The event celebrated on February 2 is captured in Luke 2:22-29. Following the prescriptions of the OT, a mother is to visit the temple 40 days after the birth of a boy and to bring a sacrifice for purification. In addition, the first-born boy belongs to the Lord. He must be presented in front of the Lord and redeemed. Jesus’ parents, upon visiting the Temple, encountered the prophetess Anna and the old Simeon. Both of them recognized Jesus as the Savior of Israel and thus give praise to God.
This feast was celebrated as early as the 4th century in Jerusalem with a light procession.

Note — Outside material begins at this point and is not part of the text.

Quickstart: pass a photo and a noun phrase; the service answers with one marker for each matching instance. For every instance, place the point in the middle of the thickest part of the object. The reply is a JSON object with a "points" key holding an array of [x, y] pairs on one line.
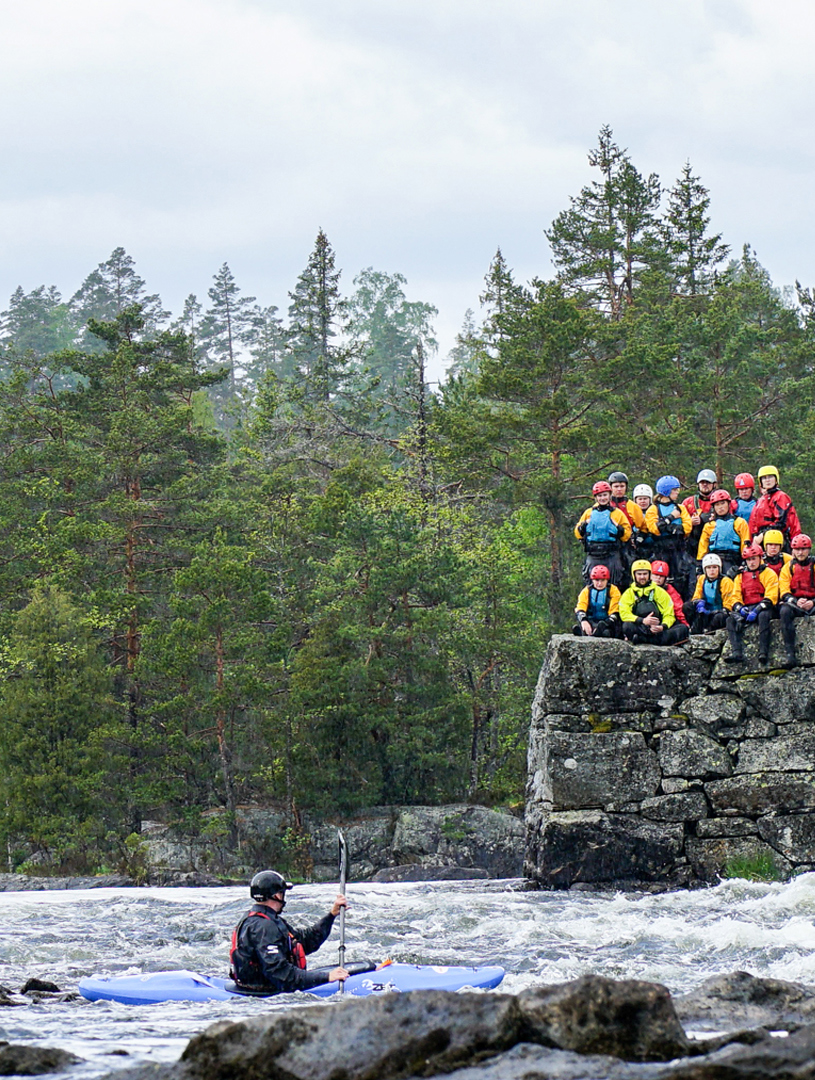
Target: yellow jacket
{"points": [[725, 591], [743, 530], [768, 579], [634, 513], [652, 518], [583, 601], [649, 592]]}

It is also attested in Rome in the 5th century and eventually it spread to Gallia (8th century).
Catholic liturgy can implement a procession with candles from a chapel, or blessing of candles in the church. Liturgical texts talk about Christ who comes into his Temple.
Traditionally, people would take these blessed candles home and light them in moments of need (storms, epidemics, hour of death…).
You are welcome to bring candles to the Masses on Sunday, February 2. The priest will bless the candles at each of the Masses: 7:30AM, 9:30AM, 11:30AM (Slovak), 1:30PM, 6:00PM (Latin Tridentine) & 8:30PM. These blessed candles can be taken home to light in times of need.